Boy focused on very young, er, boys. The first full-length, Ideas of Distance, ruminates on the simultaneous victory and tragedy of teenagedom. But then the latest, Vol. 1, leaps ahead to the wicked uncertainty typically descending post-grad. Even during our talk nearly two years ago, his old soul was evident. The new album trods on the mine-laden emotional desert of one’s mid- to late-20s—a terrifying terrain he has yet to officially enter himself. However, judging by the content explored in Vol. 1’s lyricism, he will be well-prepared when he reaches such an age.
This album marks Caulfield’s first with a fully fleshed-out band; now his previously solo bedroom project is a whopping quintet. The instrumentals definitely sound more lush and even foray into moments of electronic exploration, but the lyrics most impressed me on this release. Caulfield repeats a lot of plain language at a leisurely cadence to embody a specific era. There’s fear of overanalyzation, fear of failure, fear of aging, fear of the unknown. A lot of fear, but also a lot of eerie calm bordering on optimism. It’s the death of all-knowing teenage mindset and birth of the “adult,” sometimes overwhelming neuroticism.
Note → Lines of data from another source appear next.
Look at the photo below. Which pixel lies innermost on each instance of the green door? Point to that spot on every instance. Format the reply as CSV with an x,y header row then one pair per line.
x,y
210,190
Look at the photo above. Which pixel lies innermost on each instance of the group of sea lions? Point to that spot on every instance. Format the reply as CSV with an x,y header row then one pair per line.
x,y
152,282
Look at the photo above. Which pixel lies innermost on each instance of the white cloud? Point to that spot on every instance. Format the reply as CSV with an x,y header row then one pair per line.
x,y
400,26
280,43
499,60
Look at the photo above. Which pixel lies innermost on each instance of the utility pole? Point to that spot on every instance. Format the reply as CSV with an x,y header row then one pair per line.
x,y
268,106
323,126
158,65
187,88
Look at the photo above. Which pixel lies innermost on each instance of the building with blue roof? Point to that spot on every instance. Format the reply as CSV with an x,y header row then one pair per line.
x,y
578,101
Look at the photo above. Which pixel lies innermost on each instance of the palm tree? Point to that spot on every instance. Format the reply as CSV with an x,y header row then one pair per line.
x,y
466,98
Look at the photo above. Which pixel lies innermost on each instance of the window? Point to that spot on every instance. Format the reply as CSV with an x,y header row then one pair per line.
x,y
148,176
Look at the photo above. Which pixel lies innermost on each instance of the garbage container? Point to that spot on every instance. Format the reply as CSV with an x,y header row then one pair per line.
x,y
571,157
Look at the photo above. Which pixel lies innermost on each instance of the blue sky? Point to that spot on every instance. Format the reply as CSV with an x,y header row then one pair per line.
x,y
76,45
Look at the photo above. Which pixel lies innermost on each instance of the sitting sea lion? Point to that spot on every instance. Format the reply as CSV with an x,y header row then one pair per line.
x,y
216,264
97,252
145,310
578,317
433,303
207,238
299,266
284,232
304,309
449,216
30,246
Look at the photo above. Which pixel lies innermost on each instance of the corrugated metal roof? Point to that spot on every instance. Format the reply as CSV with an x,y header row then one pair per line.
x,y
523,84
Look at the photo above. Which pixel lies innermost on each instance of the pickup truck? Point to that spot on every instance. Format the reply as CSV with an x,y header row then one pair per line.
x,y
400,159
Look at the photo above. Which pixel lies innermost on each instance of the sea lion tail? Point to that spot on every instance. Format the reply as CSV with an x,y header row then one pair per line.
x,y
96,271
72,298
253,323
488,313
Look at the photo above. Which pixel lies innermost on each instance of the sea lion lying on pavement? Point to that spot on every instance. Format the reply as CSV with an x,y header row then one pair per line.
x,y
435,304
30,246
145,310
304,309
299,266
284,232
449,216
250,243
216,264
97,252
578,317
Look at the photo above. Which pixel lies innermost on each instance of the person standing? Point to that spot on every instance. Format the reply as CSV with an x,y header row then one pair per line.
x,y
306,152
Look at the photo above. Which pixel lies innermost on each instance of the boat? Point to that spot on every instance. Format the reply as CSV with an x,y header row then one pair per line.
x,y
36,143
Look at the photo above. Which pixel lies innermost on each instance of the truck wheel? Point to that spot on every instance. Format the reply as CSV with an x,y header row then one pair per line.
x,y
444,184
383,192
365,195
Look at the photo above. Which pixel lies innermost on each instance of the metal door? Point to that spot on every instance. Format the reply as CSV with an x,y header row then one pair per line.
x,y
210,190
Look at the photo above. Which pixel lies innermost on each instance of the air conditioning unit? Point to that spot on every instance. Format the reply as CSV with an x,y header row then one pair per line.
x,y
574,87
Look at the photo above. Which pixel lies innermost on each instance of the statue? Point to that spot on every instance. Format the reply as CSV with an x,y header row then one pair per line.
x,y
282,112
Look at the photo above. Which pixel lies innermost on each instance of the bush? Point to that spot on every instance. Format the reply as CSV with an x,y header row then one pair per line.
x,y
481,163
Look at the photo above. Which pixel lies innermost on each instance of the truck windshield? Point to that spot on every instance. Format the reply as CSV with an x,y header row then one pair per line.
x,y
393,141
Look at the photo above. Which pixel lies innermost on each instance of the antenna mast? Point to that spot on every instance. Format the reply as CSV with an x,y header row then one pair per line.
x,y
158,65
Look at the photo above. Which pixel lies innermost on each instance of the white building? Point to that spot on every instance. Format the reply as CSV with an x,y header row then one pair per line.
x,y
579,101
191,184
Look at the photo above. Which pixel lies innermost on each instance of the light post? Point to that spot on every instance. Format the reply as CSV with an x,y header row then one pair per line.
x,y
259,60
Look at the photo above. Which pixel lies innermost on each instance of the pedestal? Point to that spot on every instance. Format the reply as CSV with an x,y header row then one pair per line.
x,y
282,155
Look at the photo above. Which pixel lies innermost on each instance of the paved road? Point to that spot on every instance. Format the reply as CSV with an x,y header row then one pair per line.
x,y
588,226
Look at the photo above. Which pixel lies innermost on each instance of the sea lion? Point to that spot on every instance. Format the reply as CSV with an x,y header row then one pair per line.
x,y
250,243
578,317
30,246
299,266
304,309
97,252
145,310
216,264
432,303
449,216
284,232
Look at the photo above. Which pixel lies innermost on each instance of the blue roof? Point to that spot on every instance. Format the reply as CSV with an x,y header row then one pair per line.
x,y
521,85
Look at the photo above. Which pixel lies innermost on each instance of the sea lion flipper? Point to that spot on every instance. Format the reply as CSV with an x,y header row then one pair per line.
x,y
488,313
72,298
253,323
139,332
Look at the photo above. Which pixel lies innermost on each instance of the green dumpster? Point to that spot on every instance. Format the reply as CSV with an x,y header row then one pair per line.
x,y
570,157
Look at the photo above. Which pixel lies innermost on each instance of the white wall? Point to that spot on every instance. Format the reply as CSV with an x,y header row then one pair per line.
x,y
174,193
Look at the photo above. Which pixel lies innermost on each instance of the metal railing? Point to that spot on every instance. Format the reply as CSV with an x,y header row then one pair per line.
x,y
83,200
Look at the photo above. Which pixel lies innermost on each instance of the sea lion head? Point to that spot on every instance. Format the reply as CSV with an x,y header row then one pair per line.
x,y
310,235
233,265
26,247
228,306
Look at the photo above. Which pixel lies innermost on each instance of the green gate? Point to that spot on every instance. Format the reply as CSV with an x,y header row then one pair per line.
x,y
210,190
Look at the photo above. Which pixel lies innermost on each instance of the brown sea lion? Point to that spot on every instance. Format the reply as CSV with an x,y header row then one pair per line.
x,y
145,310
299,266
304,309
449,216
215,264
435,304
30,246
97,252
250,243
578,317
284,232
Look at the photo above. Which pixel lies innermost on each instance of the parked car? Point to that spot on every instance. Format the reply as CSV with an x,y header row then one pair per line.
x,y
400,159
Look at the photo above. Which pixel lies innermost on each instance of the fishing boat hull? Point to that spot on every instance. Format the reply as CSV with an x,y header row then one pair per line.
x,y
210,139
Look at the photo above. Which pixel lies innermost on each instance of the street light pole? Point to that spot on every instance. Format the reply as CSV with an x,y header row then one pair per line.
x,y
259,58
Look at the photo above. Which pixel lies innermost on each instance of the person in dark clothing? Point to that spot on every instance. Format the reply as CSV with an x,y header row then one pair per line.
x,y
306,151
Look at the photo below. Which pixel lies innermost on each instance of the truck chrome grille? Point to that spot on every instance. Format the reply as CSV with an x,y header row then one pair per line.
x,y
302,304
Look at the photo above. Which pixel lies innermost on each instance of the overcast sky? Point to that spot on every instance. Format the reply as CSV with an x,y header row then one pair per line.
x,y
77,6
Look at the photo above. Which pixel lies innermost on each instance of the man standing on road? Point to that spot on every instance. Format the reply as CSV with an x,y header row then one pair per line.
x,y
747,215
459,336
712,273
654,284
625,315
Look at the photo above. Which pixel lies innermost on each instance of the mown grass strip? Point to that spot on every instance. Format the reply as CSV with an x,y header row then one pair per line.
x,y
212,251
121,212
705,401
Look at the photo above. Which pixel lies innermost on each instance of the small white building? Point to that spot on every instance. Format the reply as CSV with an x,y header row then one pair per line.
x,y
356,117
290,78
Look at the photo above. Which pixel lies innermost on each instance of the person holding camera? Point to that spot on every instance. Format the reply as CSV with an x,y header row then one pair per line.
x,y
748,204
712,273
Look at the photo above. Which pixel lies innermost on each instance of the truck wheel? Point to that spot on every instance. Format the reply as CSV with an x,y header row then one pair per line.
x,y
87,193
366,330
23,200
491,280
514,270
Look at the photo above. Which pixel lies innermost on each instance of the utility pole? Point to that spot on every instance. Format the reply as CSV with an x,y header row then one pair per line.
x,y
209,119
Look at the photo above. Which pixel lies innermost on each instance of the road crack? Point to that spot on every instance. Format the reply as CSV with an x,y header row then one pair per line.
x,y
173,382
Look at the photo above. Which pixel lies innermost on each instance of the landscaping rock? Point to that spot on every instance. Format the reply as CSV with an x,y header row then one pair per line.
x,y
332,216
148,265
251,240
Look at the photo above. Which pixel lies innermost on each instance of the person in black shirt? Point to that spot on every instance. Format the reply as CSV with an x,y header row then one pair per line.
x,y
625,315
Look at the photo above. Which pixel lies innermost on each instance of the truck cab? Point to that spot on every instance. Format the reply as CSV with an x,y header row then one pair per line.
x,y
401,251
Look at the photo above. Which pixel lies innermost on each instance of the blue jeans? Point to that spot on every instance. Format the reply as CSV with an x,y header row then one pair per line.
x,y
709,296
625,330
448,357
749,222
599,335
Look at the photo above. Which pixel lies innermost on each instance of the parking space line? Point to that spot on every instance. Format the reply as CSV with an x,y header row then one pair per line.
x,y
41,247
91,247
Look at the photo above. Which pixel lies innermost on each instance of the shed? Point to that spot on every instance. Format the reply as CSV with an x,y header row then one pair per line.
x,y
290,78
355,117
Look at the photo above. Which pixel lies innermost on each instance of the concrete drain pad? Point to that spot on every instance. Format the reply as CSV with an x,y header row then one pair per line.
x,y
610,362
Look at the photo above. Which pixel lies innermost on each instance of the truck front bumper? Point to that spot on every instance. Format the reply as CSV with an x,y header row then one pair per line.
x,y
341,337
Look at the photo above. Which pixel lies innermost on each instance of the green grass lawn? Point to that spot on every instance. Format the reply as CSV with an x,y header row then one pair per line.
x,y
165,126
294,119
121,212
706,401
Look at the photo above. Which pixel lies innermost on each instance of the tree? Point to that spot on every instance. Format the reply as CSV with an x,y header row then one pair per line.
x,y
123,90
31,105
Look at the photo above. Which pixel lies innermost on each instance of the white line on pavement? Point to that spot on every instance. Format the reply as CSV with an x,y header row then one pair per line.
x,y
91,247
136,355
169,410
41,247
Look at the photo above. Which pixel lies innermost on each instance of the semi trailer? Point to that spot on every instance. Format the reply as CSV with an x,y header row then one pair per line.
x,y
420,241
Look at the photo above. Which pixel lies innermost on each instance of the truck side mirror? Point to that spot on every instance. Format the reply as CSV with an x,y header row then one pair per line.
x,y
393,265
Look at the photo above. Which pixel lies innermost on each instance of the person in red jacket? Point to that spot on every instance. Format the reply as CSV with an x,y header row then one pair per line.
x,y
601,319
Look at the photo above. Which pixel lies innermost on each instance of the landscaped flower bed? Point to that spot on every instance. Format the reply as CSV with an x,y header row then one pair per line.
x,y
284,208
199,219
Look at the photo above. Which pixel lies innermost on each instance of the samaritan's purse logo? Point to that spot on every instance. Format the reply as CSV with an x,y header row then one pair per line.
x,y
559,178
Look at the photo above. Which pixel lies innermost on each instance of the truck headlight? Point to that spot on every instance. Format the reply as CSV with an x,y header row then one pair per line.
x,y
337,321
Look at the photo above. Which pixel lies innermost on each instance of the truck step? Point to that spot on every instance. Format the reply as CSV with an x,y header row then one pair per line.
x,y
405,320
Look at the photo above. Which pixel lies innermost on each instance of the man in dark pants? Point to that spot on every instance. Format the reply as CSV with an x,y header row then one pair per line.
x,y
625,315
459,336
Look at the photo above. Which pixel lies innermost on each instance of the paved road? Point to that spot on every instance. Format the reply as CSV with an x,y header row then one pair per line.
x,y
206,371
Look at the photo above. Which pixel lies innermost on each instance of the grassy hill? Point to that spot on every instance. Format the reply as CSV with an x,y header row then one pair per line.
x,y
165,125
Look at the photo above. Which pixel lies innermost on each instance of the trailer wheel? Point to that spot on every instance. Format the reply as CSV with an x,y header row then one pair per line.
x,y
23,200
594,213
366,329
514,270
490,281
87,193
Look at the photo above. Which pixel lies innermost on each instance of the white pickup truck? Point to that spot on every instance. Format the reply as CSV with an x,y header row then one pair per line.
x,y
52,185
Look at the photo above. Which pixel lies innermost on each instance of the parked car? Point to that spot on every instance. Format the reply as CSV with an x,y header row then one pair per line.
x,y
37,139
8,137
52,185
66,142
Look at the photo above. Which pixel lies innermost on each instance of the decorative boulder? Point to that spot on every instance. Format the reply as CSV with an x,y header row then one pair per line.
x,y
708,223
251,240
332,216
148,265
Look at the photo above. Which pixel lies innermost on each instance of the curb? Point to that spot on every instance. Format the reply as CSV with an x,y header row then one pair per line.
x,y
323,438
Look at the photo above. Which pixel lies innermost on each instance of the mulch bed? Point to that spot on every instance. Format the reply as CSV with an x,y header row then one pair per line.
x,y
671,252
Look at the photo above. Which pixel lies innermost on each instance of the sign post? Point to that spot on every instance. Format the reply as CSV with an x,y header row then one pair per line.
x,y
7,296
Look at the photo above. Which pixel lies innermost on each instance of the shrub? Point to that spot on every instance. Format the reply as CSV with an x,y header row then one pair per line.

“Heading” makes you wait for the album to even start. No one’s in a rush here, folks. Nearly 30 seconds pass before much music happens, but when it does, it’s evident that the sluggish pacing is because of immense patience, not apathy. This remains the same throughout Vol. 1, as does the mirroring mantra.
The songwriting in “Thoughts” emphasizes change on the horizon, the importance of reflection (“Sometimes I wonder why I’m feeling kind of down”)—recognizing when that goes overboard (“I’ve been thinking [x one million] / Too much / Too much / Lately”) and succumbing to the flow (“It’s too hard / Lately”).